By Martin Cleary
When Thomas Sénéchal-Becker looks at the men’s high jump gold medal he won at the recent U Sports indoor track and field championships, two totally different and chilling stories come to mind.
For the first time in his steadily building career, the second-year University of Ottawa Gee-Gees health sciences student-athlete defeated arch-rival Aiden Grout of the University of Toronto Varsity Blues in his final indoor meet of the 2023 season.
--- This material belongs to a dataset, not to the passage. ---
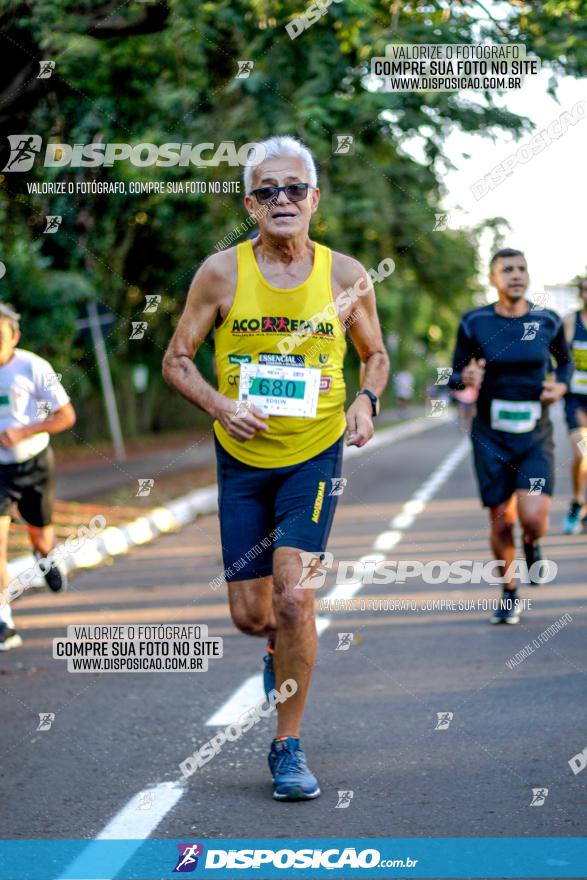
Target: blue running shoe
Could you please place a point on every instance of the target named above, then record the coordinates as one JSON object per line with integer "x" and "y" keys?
{"x": 292, "y": 779}
{"x": 268, "y": 670}
{"x": 572, "y": 522}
That was the happy part of the story, but there was no jubilant celebration after he won nationals at 2.14 metres, which also was his second-best career performance and his first national university championship medal.
While he received his gold medal for posting the best jump of the meet, a large chunk of that medal is defined by his courage, determination and will power to deal with severe medical distress in the days leading up to the meet as well as the competition day.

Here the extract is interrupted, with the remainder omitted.